Summary author: @avkwong
Summary date: 6th February 2017
Peer-review editor: @stevemathieu75

2 comments

  • Duncan Chambler Duncan Chambler

    Adrian, thanks for your summary and critique. This is a fascinating theory, which unfortunately this trial has not supported.

    From the data you’ve presented (I admit I haven’t had a chance to read the paper yet), it appears they did not recruit the number of patients they intended to. As the incidence of delirium was 38% vs 33%, the Absolute Risk Increase (ARI) is 5% (which is smaller than the 10% they deemed clinically relevant in their power calculation). By recruiting only 75% of their target, the 95% CI for this ARI are -1.62% to 12.14% (i.e. the null hypothesis cannot be rejected), but if they had continued to 1000 patients and if the incidence remained the same in each group, then the 95% CI would have been 0.81% to 9.19%. From this, we might have concluded that dynamic light therapy is harmful, causing delirium in 1 patient for every 20 treated (i.e. NNH 20).

    Therefore, I think this trial is unable to conclude that dynamic light therapy has no effect on delirium but I completely agree with you that this trial demonstrates it does not have a clinically meaningful positive impact on delirium, unfortunately.
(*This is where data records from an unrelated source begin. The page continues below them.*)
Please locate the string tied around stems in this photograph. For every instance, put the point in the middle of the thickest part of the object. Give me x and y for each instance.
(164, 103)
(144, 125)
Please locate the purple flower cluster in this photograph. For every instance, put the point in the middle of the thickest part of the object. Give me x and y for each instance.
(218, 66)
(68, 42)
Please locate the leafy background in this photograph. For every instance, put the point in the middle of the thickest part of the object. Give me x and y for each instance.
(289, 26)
  • Agree with power calculations.

    I think its an interesting theory though and as you say, its disappointing results. Given the drive for non-pharmacological interventions e.g. orientation therapy for delirium. My unit is located in the basement of the hospital with little natural light (Unlike Steve’s unit). I do think the lack of light not only affects patients, but also staff. It would be very interesting to do a bit and after if/when we move to a new unit build.